A República - Cap. 5: Capítulo 5 Pág. 159 / 290

- Mas, certamente, chamar-se-ia, com razão, ao não-ser um nada, e não uma determinada coisa.

- Com certeza.

- Por isso tivemos, necessariamente, de ligar o ser à ciência e o não-ser à ignorância.

- Fizemos bem.

- O objecto da opinião não é, portanto, nem o ser nem o não-ser.

- Não.

- E, por conseguinte, a opinião não é ignorância.

- Parece que não.

- Portanto, esta para além de ultrapassando a ciência em clareza ou obscuridade?

-Não.

- Então parece-te mais obscura que clara que a ignorância?

- Certamente - respondeu.

- Situa-se entre uma e outra?

- Sim, situa.

- A opinião é, portanto, qualquer coisa de intermédio entre a ciência

e a ignorância.

- Absolutamente.

- Ora, não dissemos anteriormente que, se descobríssemos uma coisa que fosse e não fosse ao mesmo tempo, essa coisa ocuparia o meio entre o ser absoluto e o nada absoluto e não seria o objecto nem da ciência nem da ignorância, mas do que pareceria intermédio entre uma e outra?

- Dissemo-lo com razão.

- Mas parece agora que esse intermédio é o que denominamos opinião.

- Assim parece.

- Resta-nos, portanto, descobrir, julgo eu, que coisa é essa que participa ao mesmo tempo do ser e do não-ser e que não é exactamente nem um nem outro: se a descobrirmos, chamar-lhe-emos com justeza objecto da opinião, consignando os extremos aos extremos e os intermédios aos intermédios, não é assim?

- Sem dúvida.

- Por isto, que me responda, direi eu, esse bom homem que não acredita na beleza em si mesma, na ideia do belo eternamente imutável, mas reconhece apenas a multidão das coisas belas, esse amador de espectáculos que não suporta que se afirme que o belo é uno, assim como o justo e as outras realidades semelhantes. «Entre esse grande número de coisas belas, excelente homem», dir-lhe-emos, «Há uma que não possa parecer feia? ou, entre as justas, injusta? ou, entre as santas, profana?»

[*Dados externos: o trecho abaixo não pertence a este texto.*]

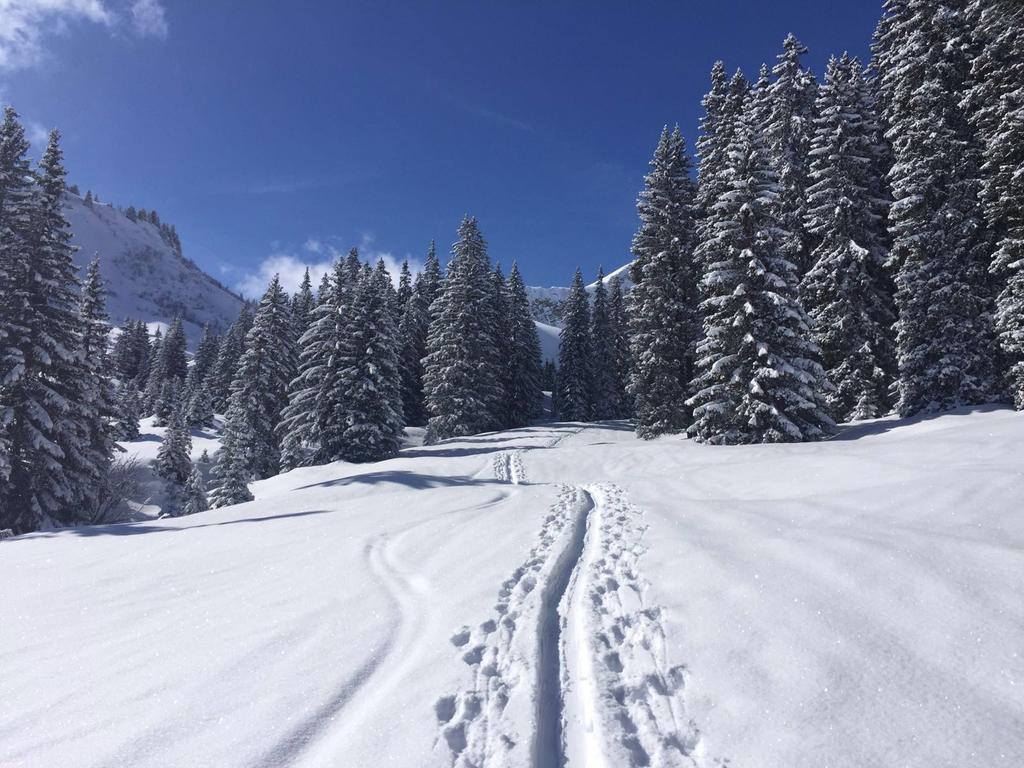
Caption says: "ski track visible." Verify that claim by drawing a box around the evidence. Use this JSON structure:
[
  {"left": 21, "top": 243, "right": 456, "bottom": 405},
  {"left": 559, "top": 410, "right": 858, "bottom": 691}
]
[
  {"left": 260, "top": 494, "right": 495, "bottom": 768},
  {"left": 434, "top": 430, "right": 703, "bottom": 768}
]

- Não, é forçoso que as mesmas coisas, de certa maneira, pareçam belas e feias, e assim por diante.

- E os numerosos dobros? Podem parecer menos metades do que dobros?

- De maneira nenhuma.

- Digo o mesmo quanto às coisas que se dizem grandes ou pequenas, pesadas ou leves; cada uma destas qualificações convém-lhes mais que a qualificação contrária?

- Não, participam sempre de uma e outra.

- Essas numerosas coisas são mais do que não são o que se diz que são?